Corruption en Ukraine (Jonathan)

Nous sommes heureux de publier cet analyse de Jonathan, journaliste indépendant qui vient de passer un an et demi en Ukraine à Kiev et à Dnipro. Il nous avait déjà transmis un article sur la scène politique kiévienne (ici) et un autre sur le moral (ici). Merci à lui de ce retour du terrain sur un sujet sensible.
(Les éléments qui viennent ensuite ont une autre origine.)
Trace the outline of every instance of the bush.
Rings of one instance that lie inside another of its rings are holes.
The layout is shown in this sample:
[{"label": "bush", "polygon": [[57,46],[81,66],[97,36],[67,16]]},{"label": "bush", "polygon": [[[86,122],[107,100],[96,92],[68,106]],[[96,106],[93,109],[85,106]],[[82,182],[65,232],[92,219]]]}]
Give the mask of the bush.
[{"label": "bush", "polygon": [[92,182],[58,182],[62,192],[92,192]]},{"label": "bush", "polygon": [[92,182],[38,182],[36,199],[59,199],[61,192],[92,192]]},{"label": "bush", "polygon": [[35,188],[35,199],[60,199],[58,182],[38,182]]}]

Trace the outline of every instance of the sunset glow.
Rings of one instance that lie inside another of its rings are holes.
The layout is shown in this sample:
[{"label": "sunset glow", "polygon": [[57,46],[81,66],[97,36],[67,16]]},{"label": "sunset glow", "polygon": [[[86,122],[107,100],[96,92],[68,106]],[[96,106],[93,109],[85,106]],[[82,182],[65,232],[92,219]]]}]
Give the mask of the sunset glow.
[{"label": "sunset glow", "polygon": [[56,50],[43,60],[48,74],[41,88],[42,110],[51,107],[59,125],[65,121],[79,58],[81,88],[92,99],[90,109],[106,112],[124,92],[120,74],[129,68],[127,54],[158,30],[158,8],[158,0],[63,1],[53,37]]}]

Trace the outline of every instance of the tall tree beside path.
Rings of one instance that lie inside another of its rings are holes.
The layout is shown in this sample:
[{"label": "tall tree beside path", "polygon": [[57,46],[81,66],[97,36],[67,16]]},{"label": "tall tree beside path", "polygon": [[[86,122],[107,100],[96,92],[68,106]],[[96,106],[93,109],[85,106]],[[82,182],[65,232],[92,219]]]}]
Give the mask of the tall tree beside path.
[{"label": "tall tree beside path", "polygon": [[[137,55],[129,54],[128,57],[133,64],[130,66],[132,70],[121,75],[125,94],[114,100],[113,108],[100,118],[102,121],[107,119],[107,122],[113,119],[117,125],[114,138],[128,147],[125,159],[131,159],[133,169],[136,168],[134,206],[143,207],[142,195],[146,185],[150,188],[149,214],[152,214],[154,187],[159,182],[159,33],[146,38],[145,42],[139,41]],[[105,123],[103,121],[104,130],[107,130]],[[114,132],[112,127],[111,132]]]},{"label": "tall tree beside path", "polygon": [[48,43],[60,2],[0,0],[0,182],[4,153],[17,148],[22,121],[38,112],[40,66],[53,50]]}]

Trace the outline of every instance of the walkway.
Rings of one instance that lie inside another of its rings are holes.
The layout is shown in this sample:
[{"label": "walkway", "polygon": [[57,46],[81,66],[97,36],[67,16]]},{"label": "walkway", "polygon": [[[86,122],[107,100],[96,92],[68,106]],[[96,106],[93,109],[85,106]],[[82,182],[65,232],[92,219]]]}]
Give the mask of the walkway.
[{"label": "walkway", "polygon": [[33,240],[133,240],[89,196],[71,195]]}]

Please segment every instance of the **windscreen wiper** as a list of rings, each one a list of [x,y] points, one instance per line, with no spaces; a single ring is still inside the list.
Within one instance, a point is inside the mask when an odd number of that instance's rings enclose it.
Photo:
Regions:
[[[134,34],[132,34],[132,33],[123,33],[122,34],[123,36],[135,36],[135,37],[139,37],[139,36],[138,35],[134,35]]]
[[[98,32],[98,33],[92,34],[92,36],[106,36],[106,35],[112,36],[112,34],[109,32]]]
Source image :  Washington Post

Comme beaucoup des autres Etats post-soviétiques, l’Ukraine reste touchée par une forte corruption : selon le classement de Transparency International, l’Ukraine est le pays le plus corrompu d’Europe, à l’exception de la Russie. Au quotidien, le soudoiement des agents de l’Etat est monnaie courante : achat de permis de conduire, pot-de-vin à l’université pour passer un examen, bouteille de cognac pour être correctement traité par un médecin à l’hôpital public. A cette “petite” corruption s’ajoute la “grande”, caractérisée par la mainmise de clans oligarchiques[1] sur des pans entiers de l’économie, y compris de secteurs stratégiques comme les médias, la métallurgie, l’énergie et le transport. Dans un rapport de 2018[2], l’Institut Ukrainien pour le futur décrit en détail la mainmise des différents clans oligarchiques dans des secteurs stratégiques tels que les médias, la métallurgie, l’énergie et le transport. L’institut recense également le nombre de députés du Parlement qui travaillent ouvertement pour chacun de ces clans. Si les grands oligarques se font bien plus discrets depuis le début de la guerre et qu’il est difficile d’estimer l’influence qu’ils conservent depuis le lancement de l’invasion russe, les pratiques de corruption inhérents à ce système restent présentes. Une étude détaillée[3] de novembre 2023 commandée par l’Agence Ukrainienne pour la Prévention de la Corruption (NACP) montre que 60% des Ukrainiens estiment que la corruption a empiré depuis 2022. L’institut conclut qu’après une nette amélioration en 2022 liée au choc de la guerre, la situation est revenue à ce qu’elle était avant-guerre.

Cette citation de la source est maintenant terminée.